On the one hand, a small and peripheral kingdom, “trapped” between Castile and the Atlantic, while also facing the African coast, tried to break through its limits by way of the sea and of shorelines still little known, in a movement that Portuguese tradition would later romanticize with the grand formula of “giving new worlds to the world.”

On the other hand, that expansion came at a tremendous human and moral cost. There was the extreme hardship of the voyages, with high mortality among crews; the growth of the slave trade on an ever larger scale; and, in the Americas, the violence, disease, and devastation imposed on native populations, in a process in which the Castilians reached particularly aggressive and destructive levels. All of this belongs to the same story and cannot be separated from its technical and commercial dimension.
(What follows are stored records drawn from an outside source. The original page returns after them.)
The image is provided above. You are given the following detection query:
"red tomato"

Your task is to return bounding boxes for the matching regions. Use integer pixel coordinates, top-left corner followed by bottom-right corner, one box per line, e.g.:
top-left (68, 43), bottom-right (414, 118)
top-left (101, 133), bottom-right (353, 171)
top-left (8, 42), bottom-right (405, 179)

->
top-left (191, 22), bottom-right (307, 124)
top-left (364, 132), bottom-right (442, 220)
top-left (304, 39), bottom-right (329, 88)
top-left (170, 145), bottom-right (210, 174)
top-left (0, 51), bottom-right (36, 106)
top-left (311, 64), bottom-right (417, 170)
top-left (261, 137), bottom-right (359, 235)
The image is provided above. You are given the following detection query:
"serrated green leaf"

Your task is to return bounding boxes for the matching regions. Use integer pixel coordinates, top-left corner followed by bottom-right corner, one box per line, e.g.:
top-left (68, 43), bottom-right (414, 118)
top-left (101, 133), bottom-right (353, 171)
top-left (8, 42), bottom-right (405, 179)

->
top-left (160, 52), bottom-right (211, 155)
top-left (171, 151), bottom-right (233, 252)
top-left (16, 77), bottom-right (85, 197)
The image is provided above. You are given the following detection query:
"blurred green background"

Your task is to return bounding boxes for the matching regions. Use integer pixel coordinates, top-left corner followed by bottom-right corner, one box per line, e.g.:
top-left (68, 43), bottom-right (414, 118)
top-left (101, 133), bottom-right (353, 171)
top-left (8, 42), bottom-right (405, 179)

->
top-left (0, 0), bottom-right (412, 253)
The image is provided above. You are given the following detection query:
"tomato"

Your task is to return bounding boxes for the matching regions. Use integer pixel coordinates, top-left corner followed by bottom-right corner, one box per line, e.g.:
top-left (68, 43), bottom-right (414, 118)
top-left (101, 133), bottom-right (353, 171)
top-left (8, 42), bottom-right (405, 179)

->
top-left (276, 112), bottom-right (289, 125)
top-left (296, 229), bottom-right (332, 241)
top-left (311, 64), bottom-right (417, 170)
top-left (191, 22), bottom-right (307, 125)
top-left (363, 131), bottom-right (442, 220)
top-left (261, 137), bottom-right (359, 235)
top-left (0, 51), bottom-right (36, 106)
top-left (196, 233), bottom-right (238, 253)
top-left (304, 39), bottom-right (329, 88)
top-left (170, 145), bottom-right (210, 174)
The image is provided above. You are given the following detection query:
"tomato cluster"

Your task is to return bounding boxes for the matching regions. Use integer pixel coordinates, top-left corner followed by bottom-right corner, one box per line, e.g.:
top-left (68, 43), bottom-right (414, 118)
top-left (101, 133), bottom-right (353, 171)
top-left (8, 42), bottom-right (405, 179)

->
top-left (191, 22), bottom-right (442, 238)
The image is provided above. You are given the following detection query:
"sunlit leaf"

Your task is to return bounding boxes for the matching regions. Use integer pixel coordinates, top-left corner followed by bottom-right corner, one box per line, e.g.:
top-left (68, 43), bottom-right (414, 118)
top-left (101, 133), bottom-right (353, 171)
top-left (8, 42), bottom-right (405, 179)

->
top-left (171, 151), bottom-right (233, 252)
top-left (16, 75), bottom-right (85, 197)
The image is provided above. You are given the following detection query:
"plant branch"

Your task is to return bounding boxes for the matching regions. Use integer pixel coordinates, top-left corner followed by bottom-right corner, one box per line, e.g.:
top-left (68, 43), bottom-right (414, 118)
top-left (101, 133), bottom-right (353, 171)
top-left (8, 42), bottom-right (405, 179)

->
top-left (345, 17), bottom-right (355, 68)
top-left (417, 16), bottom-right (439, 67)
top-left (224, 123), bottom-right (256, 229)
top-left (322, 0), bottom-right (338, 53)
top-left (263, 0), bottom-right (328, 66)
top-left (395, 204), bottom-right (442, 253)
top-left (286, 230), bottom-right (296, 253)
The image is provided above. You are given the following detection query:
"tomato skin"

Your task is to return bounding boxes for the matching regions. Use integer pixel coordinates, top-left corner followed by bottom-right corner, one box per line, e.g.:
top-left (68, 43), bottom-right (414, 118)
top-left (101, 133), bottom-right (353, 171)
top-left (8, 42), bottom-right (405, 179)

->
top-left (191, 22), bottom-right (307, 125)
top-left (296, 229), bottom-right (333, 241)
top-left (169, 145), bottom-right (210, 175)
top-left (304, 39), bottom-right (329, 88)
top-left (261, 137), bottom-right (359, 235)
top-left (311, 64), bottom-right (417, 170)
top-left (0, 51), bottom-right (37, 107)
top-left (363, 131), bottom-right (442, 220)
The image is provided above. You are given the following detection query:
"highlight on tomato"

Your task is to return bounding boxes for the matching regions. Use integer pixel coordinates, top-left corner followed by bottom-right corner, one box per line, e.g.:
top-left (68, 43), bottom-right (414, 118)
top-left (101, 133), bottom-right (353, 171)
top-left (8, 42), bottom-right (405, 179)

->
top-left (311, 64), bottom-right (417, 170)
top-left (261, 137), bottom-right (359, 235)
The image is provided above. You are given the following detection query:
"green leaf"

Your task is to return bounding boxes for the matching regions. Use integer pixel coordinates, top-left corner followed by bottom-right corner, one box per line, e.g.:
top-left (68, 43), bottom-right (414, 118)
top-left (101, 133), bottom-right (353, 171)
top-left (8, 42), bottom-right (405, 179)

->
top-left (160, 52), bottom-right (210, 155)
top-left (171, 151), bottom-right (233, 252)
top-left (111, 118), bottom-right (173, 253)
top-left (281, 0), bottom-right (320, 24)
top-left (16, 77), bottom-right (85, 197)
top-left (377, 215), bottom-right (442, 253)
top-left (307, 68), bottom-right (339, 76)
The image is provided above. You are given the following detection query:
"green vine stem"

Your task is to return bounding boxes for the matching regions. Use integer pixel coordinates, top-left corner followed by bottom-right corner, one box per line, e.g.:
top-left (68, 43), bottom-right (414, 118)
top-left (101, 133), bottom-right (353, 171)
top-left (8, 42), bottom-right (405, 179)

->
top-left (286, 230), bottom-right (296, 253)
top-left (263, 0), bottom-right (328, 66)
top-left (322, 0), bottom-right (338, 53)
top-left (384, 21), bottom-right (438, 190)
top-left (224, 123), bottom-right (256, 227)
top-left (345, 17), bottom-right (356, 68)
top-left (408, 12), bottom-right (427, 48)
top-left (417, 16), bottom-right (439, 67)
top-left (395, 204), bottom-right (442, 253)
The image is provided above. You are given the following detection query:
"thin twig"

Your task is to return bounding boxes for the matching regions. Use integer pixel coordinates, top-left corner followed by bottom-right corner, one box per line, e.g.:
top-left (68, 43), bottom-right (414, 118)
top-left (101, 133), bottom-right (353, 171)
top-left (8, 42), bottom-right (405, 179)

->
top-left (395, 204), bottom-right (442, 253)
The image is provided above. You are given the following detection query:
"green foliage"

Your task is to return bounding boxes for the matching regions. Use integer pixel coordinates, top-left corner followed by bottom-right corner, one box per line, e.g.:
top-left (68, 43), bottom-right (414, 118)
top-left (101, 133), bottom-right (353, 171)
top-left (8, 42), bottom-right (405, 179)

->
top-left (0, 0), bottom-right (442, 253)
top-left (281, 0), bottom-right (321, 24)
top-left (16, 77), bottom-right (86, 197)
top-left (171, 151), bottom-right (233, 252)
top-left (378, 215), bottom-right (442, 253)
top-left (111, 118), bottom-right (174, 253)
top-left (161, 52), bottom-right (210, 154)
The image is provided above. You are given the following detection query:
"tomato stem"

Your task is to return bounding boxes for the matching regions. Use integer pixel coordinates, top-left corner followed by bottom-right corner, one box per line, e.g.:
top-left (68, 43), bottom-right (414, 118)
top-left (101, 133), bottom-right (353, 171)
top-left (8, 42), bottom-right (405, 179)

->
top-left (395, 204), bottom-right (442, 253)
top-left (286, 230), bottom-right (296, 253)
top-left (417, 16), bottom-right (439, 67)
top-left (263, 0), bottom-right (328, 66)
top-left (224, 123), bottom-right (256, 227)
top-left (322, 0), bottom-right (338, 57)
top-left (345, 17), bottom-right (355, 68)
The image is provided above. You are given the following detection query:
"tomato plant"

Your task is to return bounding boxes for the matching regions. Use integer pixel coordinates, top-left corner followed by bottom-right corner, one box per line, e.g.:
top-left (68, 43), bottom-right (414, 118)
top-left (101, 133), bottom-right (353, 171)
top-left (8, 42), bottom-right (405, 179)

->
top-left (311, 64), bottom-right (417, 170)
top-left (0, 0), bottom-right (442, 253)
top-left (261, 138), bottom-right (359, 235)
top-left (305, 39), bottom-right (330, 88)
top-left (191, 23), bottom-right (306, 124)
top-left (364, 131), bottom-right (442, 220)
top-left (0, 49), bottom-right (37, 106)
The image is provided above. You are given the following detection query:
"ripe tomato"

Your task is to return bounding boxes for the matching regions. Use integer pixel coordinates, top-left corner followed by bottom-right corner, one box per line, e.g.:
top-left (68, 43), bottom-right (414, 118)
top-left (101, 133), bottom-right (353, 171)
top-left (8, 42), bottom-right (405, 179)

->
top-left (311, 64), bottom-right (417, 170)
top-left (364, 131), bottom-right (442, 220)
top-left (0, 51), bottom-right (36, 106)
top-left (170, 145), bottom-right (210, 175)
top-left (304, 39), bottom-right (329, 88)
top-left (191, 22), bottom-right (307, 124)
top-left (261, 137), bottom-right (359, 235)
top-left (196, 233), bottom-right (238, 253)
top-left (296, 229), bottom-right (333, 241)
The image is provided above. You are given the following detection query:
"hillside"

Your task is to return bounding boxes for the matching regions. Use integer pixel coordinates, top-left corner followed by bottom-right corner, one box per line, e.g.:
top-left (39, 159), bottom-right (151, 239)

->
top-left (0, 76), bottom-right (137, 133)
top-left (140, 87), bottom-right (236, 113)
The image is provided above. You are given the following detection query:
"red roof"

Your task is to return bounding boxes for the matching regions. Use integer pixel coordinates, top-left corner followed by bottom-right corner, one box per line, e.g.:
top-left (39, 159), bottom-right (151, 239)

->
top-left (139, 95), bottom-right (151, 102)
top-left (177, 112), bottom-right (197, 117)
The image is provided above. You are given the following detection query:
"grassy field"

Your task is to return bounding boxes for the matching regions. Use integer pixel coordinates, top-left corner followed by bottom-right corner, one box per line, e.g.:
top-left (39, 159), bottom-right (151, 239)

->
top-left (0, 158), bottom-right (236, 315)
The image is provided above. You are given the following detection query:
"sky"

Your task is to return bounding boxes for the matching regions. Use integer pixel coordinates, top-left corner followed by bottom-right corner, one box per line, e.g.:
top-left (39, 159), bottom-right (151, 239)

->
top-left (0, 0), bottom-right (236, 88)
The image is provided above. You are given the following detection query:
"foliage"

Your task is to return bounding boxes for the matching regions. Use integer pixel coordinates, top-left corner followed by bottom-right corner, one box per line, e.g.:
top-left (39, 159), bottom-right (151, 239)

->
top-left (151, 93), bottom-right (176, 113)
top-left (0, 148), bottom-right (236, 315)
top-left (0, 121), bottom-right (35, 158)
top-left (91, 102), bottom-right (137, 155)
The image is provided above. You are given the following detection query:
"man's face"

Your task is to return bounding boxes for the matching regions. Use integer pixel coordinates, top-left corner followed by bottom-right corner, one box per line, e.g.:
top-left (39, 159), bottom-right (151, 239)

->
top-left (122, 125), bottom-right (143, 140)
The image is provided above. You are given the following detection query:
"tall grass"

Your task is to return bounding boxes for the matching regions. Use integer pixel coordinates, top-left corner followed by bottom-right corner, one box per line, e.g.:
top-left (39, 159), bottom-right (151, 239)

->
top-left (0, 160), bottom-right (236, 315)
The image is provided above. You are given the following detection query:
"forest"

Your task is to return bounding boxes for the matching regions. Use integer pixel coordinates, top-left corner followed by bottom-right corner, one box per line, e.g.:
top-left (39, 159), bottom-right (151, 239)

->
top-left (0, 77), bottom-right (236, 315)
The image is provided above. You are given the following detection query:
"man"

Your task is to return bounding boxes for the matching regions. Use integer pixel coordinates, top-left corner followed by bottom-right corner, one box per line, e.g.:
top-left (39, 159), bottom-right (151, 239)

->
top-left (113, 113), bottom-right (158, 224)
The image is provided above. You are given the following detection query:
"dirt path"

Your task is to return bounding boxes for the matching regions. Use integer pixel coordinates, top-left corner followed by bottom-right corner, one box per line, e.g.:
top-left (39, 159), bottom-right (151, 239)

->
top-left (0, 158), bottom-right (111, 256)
At the same time, the expansion itself generated moral and political tensions that would later feed criticism, debate, and attempts at restraint, in figures such as Father António Vieira. But that does not erase the essential point: the same impulse that produced knowledge, routes, wealth, and power also produced exploitation, suffering, and destruction.

As the decades and centuries passed, part of that scientific, technological, and mercantile impulse gradually decayed, as later kings preferred projects of grandeur, display, and ostentation to a more disciplined culture of knowledge and commerce.

Portrait of Prince Henry, a central figure in the early patronage of Portuguese maritime expansion.